Sentiment Analysis and Opinion Mining

The service returns a label at two levels. The document label is derived from sentence labels, and mixed appears when one document contains both positive and negative sentences. The three confidence scores (positive, negative, neutral) sum to 1.0 per item — there is no separate "mixed" score; mixed is inferred.

from azure.ai.textanalytics import TextAnalyticsClient
from azure.core.credentials import AzureKeyCredential

client = TextAnalyticsClient(
    endpoint="https://my-language.cognitiveservices.azure.com/",
    credential=AzureKeyCredential("<your-key>"))

docs = ["The room was spacious and clean, but the food was terrible."]
response = client.analyze_sentiment(docs, show_opinion_mining=True)

for doc in response:
    print(doc.sentiment)                       # mixed
    print(doc.confidence_scores.positive)      # e.g. 0.45
    for sentence in doc.sentences:
        for op in sentence.mined_opinions:
            print(op.target.text, op.target.sentiment)        # food negative
            for a in op.assessments:
                print("  ", a.text, a.sentiment)              # terrible negative

On the Exam: Sentiment has FOUR document values — positive, negative, neutral, mixed.

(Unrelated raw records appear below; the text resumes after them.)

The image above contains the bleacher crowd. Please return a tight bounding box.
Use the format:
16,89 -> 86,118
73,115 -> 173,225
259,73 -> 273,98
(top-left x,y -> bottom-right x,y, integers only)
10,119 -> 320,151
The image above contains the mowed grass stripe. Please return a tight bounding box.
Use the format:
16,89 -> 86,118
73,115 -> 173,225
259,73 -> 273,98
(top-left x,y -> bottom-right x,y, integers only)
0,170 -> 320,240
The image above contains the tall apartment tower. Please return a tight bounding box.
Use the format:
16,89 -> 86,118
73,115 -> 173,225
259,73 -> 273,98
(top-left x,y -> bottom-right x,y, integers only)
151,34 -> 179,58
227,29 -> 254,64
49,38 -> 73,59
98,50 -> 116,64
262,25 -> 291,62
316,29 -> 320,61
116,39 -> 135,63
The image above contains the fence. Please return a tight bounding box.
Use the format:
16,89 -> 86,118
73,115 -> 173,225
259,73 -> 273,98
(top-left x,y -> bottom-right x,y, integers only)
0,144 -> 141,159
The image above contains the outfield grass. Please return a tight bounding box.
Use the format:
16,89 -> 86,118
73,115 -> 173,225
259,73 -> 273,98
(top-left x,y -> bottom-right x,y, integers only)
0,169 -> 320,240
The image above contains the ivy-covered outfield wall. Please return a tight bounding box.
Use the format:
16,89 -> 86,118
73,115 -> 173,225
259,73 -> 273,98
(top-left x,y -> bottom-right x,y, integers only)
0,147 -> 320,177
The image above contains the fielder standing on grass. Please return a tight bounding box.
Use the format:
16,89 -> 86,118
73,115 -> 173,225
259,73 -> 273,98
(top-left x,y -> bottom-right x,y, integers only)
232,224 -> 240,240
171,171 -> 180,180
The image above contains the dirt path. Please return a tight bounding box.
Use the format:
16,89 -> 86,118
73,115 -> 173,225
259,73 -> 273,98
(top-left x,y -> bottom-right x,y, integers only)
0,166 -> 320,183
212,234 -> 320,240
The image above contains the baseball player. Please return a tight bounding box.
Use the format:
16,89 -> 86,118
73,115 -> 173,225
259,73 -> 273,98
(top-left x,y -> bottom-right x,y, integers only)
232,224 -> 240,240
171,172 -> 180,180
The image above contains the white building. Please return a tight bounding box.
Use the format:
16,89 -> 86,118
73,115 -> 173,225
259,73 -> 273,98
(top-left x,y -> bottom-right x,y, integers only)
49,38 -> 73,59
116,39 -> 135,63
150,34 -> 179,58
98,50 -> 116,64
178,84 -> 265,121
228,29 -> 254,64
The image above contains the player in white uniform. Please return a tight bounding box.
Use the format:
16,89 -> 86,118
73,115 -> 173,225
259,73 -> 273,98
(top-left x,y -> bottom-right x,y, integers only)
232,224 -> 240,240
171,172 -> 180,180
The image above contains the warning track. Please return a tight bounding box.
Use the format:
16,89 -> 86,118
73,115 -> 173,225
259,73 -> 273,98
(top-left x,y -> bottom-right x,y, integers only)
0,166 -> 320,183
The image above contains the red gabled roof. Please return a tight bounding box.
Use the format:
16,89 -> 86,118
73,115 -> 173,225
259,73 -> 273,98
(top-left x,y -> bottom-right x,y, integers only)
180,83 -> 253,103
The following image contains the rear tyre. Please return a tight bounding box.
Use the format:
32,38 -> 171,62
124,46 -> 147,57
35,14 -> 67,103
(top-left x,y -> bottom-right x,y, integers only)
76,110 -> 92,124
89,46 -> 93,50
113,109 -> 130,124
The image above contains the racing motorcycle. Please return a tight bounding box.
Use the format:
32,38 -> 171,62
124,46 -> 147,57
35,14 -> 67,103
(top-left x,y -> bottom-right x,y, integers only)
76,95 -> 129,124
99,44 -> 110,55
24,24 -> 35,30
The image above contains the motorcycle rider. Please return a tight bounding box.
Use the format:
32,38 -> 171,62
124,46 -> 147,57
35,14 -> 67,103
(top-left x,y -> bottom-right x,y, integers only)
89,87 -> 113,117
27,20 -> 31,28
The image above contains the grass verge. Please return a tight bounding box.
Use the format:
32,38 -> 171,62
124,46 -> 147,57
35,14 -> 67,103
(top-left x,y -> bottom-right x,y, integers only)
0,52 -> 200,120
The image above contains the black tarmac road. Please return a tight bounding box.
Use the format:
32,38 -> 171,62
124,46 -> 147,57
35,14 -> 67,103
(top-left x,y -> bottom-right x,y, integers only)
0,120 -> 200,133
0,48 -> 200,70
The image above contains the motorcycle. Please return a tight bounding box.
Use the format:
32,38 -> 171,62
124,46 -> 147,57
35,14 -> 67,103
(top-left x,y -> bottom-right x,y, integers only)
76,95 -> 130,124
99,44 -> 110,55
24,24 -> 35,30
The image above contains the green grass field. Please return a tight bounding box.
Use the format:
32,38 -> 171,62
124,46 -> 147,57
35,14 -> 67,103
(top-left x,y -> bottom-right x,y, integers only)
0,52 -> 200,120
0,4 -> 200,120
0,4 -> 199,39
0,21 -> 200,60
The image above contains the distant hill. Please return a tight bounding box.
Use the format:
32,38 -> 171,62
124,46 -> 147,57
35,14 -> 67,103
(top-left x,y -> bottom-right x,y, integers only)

Opinion mining adds target (the aspect, e.g. "food") and assessment (the opinion word, e.g. "terrible"). If a scenario asks "which aspect of a product was criticized," the answer is opinion mining, not plain sentiment.

Named Entity Recognition (NER)

NER classifies spans into categories and subcategories with character offsets. Offsets default to UTF-16 code units, which matters for emoji and surrogate pairs — set string_index_type="UnicodeCodePoint" (or Utf16CodeUnit) to match your runtime.

CategorySubcategoriesExamples
Person"Bill Gates"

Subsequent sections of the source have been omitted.